Our objectives of this study were to (1) compare the ability of fulcrum bend radiographs and traction radiographs under GA to predict correction of AIS using pedicle screw only constructs and (2) to compare the FBCI with TCI.

To describe radiographic outcome of scoliosis curve correction, traditionally correction rate has been used. However, this does not take into account flexibility of the curve. Surgical flexibility index (SFI) was used by Wojcik et al. ¹⁸ SFI took into account flexibility of the curve and was calculated by dividing the correction rate by the lateral bending film correction, expressed as a percentage. Wojcik et al ¹⁸ found mean SFI of 222% after Harrington-Luque instrumentation and 362% after Cotrel-Dubousset instrumentation. This can be misleading, because it conveys that these instrumentations can result in 2 to 3 times more correction than the flexibility of the spine would allow.

Luk et al ¹ used FBCI, based on the fulcrum bending radiographs, which accurately predicted postoperative correction of scoliosis when hook constructs were used.

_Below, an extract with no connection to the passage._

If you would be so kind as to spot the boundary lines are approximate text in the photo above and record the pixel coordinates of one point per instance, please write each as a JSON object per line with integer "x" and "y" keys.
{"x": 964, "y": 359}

However, when pedicle screw constructs were used for scoliosis correction, it was found that pedicle screw constructs achieved better scoliosis correction compared with fulcrum bend radiographs. ¹⁹ In their study, the mean fulcrum bending Cobb angle was 28° and postoperative Cobb angle was 15°. This suggests that there was underprediction of the curve correction with the fulcrum bend radiographs. Furthermore, FBCI was 122% for flexible curves and 203% for rigid curves. If FBCI was an accurate predictor of curve correction, then the figure should approximate 100%, indicating that the fulcrum bend radiographs under predict curve correction obtained using pedicle screw constructs. This under prediction can be misleading to the operating surgeons, causing them to use excessive number of pedicle screws unnecessarily and or to perform unnecessary posterior osteotomies leading to increased operating time, blood loss, cost of operation, and potential morbidity to the patient. In our study, we found that median TCI was 104% while FBCI was 137%. This suggests that traction films performed under GA are better at predicting the curve correction than the fulcrum bend radiographs when pedicle screw only constructs are used. This accurate prediction of curve correction can help the surgeon to use appropriate number of pedicle screws and avoid unnecessary posterior osteotomies.

Conclusion

We found traction radiographs to be more predictive of curve flexibility and curve correctability than the fulcrum bend radiographs in patients who had pedicle screw instrumentation for the correction of scoliosis. TCI takes into account the curve flexibility better than FBCI.